Each evaluation command generates many artifacts with metrics and metadata that can be used by the Evaluation Platform.
EVALUATION_DIR/metrics.json
EVALUATION_DIR/rank_metrics.csv
EVALUATION_DIR/df_offpolicy.csv
EVALUATION_DIR/fairness_df.csv
EVALUATION_DIR/fairness_metrics.csv
Rank Metrics¶
By default, every run of mars-gym evaluate
will compute Rank Metrics, such as:
nDCG
Mean Average Precision
$ mars-gym evaluate interaction \
--model-task-id InteractionTraining____samples_trivago____epsilon___0_1__3fe8c849e3
Notice that each evaluation command will receive its own task_id
preceded by the training’s task_id
.
Off-policy Metrics¶
For off-policy evaluation, MARS-Gym uses three main estimators [3]:
Direct Method
Inverse Propensity Score
Doubly Robust
All of which can be seen and compared with our Evaluation Platform.
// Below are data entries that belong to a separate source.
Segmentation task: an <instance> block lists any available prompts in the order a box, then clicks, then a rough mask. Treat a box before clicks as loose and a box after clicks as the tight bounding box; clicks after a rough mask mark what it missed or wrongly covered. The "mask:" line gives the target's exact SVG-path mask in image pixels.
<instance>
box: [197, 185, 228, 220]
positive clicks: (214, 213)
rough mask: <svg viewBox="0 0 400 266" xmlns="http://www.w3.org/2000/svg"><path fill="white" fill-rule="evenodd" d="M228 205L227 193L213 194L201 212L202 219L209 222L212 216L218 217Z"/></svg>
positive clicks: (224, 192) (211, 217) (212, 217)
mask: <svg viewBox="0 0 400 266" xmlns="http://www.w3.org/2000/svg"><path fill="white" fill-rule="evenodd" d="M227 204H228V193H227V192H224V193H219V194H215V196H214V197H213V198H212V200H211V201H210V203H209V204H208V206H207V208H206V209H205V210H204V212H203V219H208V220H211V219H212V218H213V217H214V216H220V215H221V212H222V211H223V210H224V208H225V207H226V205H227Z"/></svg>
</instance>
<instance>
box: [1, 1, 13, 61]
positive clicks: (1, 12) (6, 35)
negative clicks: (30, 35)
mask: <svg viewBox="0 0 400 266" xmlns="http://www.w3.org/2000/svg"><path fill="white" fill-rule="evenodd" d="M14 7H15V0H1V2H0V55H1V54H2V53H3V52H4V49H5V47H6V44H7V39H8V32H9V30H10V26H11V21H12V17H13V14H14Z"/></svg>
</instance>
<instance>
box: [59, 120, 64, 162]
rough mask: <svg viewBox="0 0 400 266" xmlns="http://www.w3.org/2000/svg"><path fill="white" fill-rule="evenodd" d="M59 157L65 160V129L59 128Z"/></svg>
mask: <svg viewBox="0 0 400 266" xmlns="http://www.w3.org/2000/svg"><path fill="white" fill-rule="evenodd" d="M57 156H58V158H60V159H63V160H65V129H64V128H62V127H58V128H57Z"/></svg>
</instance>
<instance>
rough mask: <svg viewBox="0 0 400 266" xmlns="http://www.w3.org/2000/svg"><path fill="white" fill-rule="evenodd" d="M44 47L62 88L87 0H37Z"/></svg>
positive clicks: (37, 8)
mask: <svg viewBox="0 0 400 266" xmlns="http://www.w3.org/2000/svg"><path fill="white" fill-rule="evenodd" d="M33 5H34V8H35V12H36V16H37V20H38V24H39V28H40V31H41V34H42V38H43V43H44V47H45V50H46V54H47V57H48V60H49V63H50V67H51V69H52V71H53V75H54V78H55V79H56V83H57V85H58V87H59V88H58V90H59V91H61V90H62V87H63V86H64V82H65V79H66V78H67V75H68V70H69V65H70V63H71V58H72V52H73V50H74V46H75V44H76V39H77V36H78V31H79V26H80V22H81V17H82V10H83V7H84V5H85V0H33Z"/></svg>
In order to run these metrics, just add the flag --offpolicy-eval
to the command:
$ mars-gym evaluate interaction \
--model-task-id InteractionTraining____samples_trivago____epsilon___0_1__3fe8c849e3 \
--offpolicy-eval
[3] Miroslav Dudík, John Langford, and Lihong Li. 2011. Doubly Robust Policy Evaluation and Learning. InProceedings of the 28th InternationalConference on International Conference on Machine Learning(Bellevue, Washington, USA)(ICML’11). Omnipress, Madison, WI, USA, 1097–1104.
Fairness Metrics¶
In MARS-Gym, we consider three perspectives to measure fairness [2]:
Disparate Treatment
Disparate Impact
Disparate Mistreatment
To calculate the metrics of fairness, you need to pass the parameter
--fairness-columns
, this parameter receives an array of attributes according to
which the metrics will be computed. Ex:
$ mars-gym evaluate interaction \
--model-task-id InteractionTraining____samples_trivago____epsilon___0_1__3fe8c849e3 \
--fairness-columns '["pos_item_id"]'
[2] Zafar et. al, 2017. Fairness Beyond Disparate Treatment & Disparate Impact: Learning Classification without Disparate Mistreatment https://doi.org/10.1145/3038912.3052660
Evaluation Platform¶
The Evaluation Platform is a web application that centralizes all views of the evaluation metrics.
It is an external service made with Streamlit library. To start the service, use this command:
$ mars-gym viz
You can now view your Streamlit app in your browser.
Local URL: http://localhost:8501
In this platform you’ll be able to select experiments, metrics, and visualize them in a number of ways, including the iteraction results from training.